There should be a law against this.
Your average user is going to think something is terribly wrong with their computer just because they didn't sign over their rights to Microsoft.
EDIT: added button descriptions to the alt text, sorry for leaving those out when I posted this last night.
@vkc I agree with you entirely. And I know you already use Linux. (Me, too.) Everyone who isn't a Microsoft executive or stockholder, I think (e. g. @geerlingguy) agrees with you.
@nitpicking @vkc Microsoft has taken dark patterns to a whole new level: black hole patterns!
@geerlingguy Stuff got so dark, even psychological horror writers go "christ that's dark".
@geerlingguy @nitpicking @vkc My personal favorite is needing to hit some magic key combo during setup to open a command prompt so I can execute some weirdly named script that will eventually allow me to continue installation without creating a Microsoft account.
@scott @geerlingguy @vkc Bad news. MS is removing that option in Win12, apparently.
I'm tempted to support #ReactOS, but they don't seem to ever make actual progress.
@nitpicking @geerlingguy @vkc Oh fun. Personally, I'm "MS Free" but I still have to support others that suffer under their oppression.
As for #ReactOS, yeah, it's just "there". I wonder if we couldn't do much better, much faster, by faking it. Minimal Linux OS under a nice UI with WINE/Proton. Some of the emulators that let you play Windows games on Android devices would make for interesting computing environments with their multiple Windows environments and snapshots.

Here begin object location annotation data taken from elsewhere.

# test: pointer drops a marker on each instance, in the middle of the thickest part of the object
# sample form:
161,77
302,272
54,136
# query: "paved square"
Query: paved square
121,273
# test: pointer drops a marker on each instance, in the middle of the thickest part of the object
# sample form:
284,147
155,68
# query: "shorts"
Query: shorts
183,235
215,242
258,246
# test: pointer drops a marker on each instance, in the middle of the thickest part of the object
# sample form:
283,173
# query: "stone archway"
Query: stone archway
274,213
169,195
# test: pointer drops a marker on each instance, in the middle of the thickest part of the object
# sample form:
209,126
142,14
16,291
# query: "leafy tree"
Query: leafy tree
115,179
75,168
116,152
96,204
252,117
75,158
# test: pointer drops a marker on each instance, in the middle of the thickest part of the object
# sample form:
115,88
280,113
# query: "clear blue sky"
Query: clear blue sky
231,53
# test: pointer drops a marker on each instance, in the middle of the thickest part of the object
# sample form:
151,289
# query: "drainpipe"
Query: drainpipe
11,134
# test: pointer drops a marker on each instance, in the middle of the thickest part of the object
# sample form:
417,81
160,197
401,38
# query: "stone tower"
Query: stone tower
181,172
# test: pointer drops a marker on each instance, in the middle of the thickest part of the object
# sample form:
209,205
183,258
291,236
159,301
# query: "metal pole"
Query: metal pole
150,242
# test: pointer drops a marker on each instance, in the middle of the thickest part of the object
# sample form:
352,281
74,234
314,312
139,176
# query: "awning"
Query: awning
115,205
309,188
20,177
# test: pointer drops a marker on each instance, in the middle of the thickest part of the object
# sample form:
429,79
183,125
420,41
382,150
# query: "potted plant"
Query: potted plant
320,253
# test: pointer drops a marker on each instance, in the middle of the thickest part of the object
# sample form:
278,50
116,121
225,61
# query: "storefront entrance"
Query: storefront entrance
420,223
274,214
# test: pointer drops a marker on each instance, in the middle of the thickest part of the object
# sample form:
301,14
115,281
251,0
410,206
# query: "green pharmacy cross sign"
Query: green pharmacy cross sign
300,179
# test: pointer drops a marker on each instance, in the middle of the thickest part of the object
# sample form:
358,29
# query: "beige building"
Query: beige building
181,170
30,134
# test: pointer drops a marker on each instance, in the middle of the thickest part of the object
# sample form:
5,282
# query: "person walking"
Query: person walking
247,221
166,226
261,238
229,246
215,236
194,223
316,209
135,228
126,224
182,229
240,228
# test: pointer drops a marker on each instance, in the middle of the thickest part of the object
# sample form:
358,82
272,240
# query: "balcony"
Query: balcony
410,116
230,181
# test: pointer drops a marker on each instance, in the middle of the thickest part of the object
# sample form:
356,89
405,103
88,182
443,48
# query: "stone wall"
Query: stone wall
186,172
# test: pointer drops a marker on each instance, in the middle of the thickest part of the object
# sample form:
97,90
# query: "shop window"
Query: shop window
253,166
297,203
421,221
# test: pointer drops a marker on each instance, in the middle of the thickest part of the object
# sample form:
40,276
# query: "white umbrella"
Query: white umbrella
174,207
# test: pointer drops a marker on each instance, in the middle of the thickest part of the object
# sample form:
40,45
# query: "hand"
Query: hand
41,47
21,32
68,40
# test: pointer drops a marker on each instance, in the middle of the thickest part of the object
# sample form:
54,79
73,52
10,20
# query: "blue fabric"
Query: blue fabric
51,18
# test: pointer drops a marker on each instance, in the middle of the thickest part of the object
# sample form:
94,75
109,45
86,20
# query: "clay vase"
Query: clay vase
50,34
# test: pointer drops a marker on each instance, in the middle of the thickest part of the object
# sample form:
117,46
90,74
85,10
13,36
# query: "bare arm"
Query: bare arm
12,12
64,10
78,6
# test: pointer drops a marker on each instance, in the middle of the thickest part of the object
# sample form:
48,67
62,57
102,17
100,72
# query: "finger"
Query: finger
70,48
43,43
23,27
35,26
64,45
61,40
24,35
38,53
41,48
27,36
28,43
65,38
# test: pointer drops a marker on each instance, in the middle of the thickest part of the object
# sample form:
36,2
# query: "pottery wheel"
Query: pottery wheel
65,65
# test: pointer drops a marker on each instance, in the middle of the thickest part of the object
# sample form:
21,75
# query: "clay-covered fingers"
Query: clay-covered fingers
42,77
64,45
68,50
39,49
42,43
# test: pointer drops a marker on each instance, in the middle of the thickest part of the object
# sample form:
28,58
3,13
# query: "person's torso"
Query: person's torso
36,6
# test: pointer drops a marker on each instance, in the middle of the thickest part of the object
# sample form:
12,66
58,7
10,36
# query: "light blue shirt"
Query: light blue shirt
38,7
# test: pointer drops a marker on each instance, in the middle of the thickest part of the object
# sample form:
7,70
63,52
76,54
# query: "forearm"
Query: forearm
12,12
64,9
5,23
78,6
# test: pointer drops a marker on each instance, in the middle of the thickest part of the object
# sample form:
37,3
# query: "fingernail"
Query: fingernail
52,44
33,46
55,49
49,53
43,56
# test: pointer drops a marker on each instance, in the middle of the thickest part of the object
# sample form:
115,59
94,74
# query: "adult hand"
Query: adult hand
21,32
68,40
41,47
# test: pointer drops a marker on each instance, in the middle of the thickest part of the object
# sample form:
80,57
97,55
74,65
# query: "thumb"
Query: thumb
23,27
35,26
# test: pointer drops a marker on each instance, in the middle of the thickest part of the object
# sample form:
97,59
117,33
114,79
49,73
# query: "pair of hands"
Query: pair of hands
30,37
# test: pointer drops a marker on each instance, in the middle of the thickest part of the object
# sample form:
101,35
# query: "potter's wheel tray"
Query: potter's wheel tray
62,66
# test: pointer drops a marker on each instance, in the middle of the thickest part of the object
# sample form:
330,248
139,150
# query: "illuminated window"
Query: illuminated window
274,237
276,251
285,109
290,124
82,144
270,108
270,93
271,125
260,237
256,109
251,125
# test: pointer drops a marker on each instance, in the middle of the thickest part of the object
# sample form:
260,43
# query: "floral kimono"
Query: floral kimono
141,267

@scott You wouldn't be the first to ask that, and the answer the team gave is "you can do that already, there's like 5 different major beginner friendly distros that all package WINE, there's no point in asking us to pivot since there's nothing we can provide that doesn't already exist". Further binary compatibility would basically require exactly what they're doing anyway.
@nitpicking I mean, they're making pretty good progress with 0.4.15-dev so far, completely reworked the filesystem system so that crashes won't hose the system anymore for instance.
@lepidotos Individual components get reworked, yes. Consider that they've been trying to emulate Windows since XP, and now ... they can almost boot on real hardware most of the time. (I haven't checked their progress in a few months. I sincerely hope it's way better than that now.)
I don't mean that nothing is done. I just mean that nothing practical seems likely to come out of the project.